Higher-order abstract syntax

fizixer · on Aug 16, 2016

Based on my limited knowledge, SSA form is at a higher level than AST (right?). If yes, would SSA be considered an example of HOAS?

Regardless, besides the question posed by OP, I wonder what the relation between SSA and HOAS might be?

mafribe · on Aug 16, 2016

ASTs and SSA are orthogonal concepts. ASTs are a representation of syntax (including SSA) where immediate subterms are easily accessible (unlike with strings as representation). Easy access to subterms is important for the efficiency of type-checkers and code-generators. In contrast, SSA is a simple programming language that is often used as an intermediate form in code generators.

HOAS is a form of embedding a language L with binders into a language L-Base also with binders and functions, but such that L-binders are handled by functions in L-Base and the problem of defining capture-avoiding substitution for L-terms is reduced to reusing L-Base's capture-avoiding substitution. (NB L = L-Base is possible but not required.)

HOAS is neat, but (simplifying a bit) prevents you from making inductive definitions on L terms. There are various ways of getting around this shortcoming, the most principled one is probably the nominal approach of A. Pitts et al. Another problem with HOAS is that the representation may contain 'junk'. That means there are L-Base terms that do not represent L-programs.

trurl · on Aug 17, 2016

HOAS representations can only contain junk if you have not taken appropriate precautions. See the paper "Boxes Go Bananas" for one technique.

mafribe · on Aug 17, 2016

Yes, that's right. But you need parametric polymorphism for "Boxes Go Bananas" which may not be available in some languages.

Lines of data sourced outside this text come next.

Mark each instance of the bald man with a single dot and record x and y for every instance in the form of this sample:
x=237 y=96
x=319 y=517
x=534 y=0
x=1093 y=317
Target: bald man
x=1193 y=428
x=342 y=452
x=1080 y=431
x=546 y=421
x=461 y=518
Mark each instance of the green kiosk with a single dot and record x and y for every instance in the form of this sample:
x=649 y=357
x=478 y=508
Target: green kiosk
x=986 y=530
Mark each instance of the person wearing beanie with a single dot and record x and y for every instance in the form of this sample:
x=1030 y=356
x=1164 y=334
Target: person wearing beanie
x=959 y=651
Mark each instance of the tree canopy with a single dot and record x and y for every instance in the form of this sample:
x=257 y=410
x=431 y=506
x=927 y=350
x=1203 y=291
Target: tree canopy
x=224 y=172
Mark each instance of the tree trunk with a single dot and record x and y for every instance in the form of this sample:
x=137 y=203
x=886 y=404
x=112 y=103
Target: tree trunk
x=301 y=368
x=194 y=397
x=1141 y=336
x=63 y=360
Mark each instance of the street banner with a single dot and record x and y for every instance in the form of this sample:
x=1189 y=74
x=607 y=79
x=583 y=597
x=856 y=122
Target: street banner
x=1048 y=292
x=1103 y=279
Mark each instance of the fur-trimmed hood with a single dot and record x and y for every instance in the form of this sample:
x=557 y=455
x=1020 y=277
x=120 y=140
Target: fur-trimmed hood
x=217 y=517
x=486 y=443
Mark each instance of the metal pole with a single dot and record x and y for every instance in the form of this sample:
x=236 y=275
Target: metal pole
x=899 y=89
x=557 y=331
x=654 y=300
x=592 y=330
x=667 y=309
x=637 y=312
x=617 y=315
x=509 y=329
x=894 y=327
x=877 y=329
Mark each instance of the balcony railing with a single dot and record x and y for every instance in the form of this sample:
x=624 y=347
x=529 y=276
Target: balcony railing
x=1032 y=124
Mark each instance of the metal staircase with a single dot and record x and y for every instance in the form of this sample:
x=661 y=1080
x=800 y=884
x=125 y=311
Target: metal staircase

adamnemecek · on Aug 16, 2016

I'd be very interested to hear opinions of people who've actually used this and if so for what?

danharaj · on Aug 16, 2016

It's quite ingenious but it's not as convenient as locally nameless representation for working underneath binders. In Haskell if you want to do variable binding you ought to use the bound library[1]. It's been seriously used in at least one compiler project[2].

[1] https://hackage.haskell.org/package/bound [2] https://github.com/ermine-language/ermine

doomrobo · on Aug 16, 2016

The Rust compiler uses DeBrujin indices to refer to variables at some point in the compilation process.

tel · on Aug 18, 2016

But that's pretty much exactly what HOAS is avoiding ;)

grumpyprole · on Aug 16, 2016

HOAS is particularly nice as a surface representation for deeply embedded DSLs, especially when combined with GADTs or tagless-final style. But you'll likely want to transform to e.g. DeBruijn indices for optimisations, low-level codegen etc

Athas · on Aug 16, 2016

It is nice for languages where it is a first-class concept (e.g. Twelf, which is a logic/theorem language), but it gets complicated very quickly if you want to do AST transformations.

I cannot recommend HOAS outside of very narrow areas.

gelisam · on Aug 16, 2016

The [Beluga language](http://complogic.cs.mcgill.ca/beluga/) is a variant of Twelf which aims to make such transformations much easier.

Full disclosure: Brigitte Pientka was my supervisor. I did not work on the compiler, but I did make the language's logo.

fritzo · on Aug 17, 2016

I've found HOAS to be a convenient notation for higher order functions in DSLs in Coq [1] and Python [2], but both use cases were to reason about lambda-calculus.

[1] https://github.com/fritzo/hstar/blob/6df3347/src/DeBruijn.v#... [2] https://github.com/fritzo/pomagma/blob/ada575c/src/reducer/s...

naasking · on Aug 16, 2016

It's been used quite a bit: http://okmij.org/ftp/tagless-final/JFP.pdf

kxyvr · on Aug 16, 2016

If anyone want another concrete example of a tagless interpreter in OCaml, I wrote one on SO awhile back:

https://stackoverflow.com/questions/22676975/simple-lambda-c...

Candidly, I find them a pain to write, but it is faster and integrates with the host language's type checker.

tel · on Aug 17, 2016

I've used it a few times. It's a cute way to make shallow DSLs which need to identify binders. It gets very annoying to do any work under the binders however making it scale poorly to many tasks important in more complex DSL implementations.

grumpyprole · on Aug 17, 2016

I think you mean deeply embedded DSLs (as per my earlier comment)? Shallow DSLs implement semantics directly, having only one interpretation and don't have abstract syntax (the AS in HOAS).

tel · on Aug 17, 2016

I suppose I don't really define deep and shallow in any precise way. I'd say what you describe is a "shallower" DSL than any one using HOAS, but using HOAS will be shallower than one that has an explicit binding structure.

Maybe that's pretty non-standard. I like thinking of shallow-deep as a continuum, though.

grumpyprole · on Aug 18, 2016

These terms do have fairly precise meanings in the FP community; there are many papers on the subject that define shallow versus deep as I described. For example: http://www.cs.ox.ac.uk/publications/publication7584-abstract...

tel · on Aug 18, 2016

Yes, I'm aware of those papers. I've read many including the one that you linked. As far as I'm aware, while you can use the strict definition (is there, in the metalanguage, the creation of an AST?) they're often discussed as more of a continuum.

HOAS is a great example. There is the creation of an AST, but perhaps the most important and tricky part of any AST, the binding system, is left to the metalanguage. For that reason exactly I'm happy to say that HOAS is "shallower" than, say, a de Bruijn indexed binding system.